The only good thing about this pernicious ideology is that I think it is raising the feminist consciousness of more and more women and girls.

EasternStandard · 19/04/2024 13:50

This gives me hope as they are young and often the dinosaur argument you’ll be gone soon is used

Snowypeaks · 19/04/2024 14:02

Those girls have got guts to back up their principles. They will go far in life.

I'd forgotten the Mary Beth Tinker story, very inspiring.

Regarding the boy, I disagree with the judge profoundly. What happened to the child is between him, his parents and the school. He is competing with an advantage, why should the girls suffer? The boy should play sport with the other boys - however feminine he looks, I'm sure everyone will adapt. Typical prioritisation of male feelings over girls' human right to fair competition.

BlackForestCake · 19/04/2024 21:13

RethinkingLife · 19/04/2024 11:59

13 year-olds girls like Mary Beth Tinker have moved political mountains in the US before now…

"A few years ago, I invited Mary Beth Tinker to meet with my undergraduate class on the history of American education. Tinker herself is an important figure in that history, because she was one of the students who wore black armbands to school in Des Moines, Iowa, in 1965 to protest America’s involvement in the Vietnam War. Sent home as a punishment, she sued her school district on free-speech grounds. Tinker v. Des Moines made its way to the Supreme Court, which ruled in her favor in 1969. In a ringing decision, the Court declared that neither students nor teachers need to “shed their constitutional rights to freedom of speech or expression at the schoolhouse gate.”
My students loved Tinker’s story, and who doesn’t? Adorable seventh grader confronts Big Bad Authority. Adorable seventh grader wins. Cut to the credits.

But when our class discussion turned to the present, the mood changed. Students insisted that schools and universities should prohibit hate speech, which hurts innocent people. Mary Beth Tinker was fighting the good fight, against the war in Vietnam. But racists and sexists and homophobes and transphobes are different, my students said. They cause harm, offense, and even trauma in their victims. We need to shut them down.

Tinker wasn’t having it. At her middle school in Des Moines, she said, there were students who had fathers, uncles, and brothers who were fighting in Southeast Asia. Don’t you think they were offended and hurt by a snot-nosed kid whose armband suggested that their loved ones were risking their lives for a lie?

Of course they were. Speech hurts, which is why censors across time have tried to stamp it out. So if you’re going to bar speech that hurts someone, well, forget about Tinker’s armband. Forget about free speech, period.

My students took this in, and then they tried another tack. Wasn’t free speech really just a tool of the powerful? That’s why white men like it so much, of course. It lets them have their say while it harms (there’s that word again) people with less status and influence in society.

Mary Beth Tinker wasn’t having that, either. In 1965, she told the class, she was a 13-year-old girl. Free speech was the only power she had! Take that away, and she would have nothing at all."
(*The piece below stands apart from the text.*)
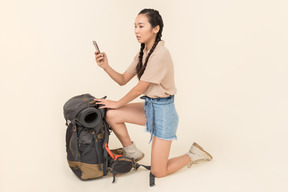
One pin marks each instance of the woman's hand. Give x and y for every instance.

https://heterodoxacademy.org/blog/why-free-speech/

This is so good that I am quoting the whole thing again.

It really boils my piss when people supposedly on the left want to restrict free speech, because poor and marginalised people need free speech most of all.

You cannot have democratic socialism without free speech because those workers, who you say should run society, need the confidence and the ability to speak out for their own interests.

If ordinary people are cowed and scared to say what they think, that's when you get grifters and bureaucrats like Stalin or the Scottish Greens taking over.

afternoonoflife · 25/04/2024 12:26

https://twitter.com/Riley_Gaines_/status/1783253833583346129

One of the girls speaking at a press conference.

Riley Gaines is helping so many young women and girls.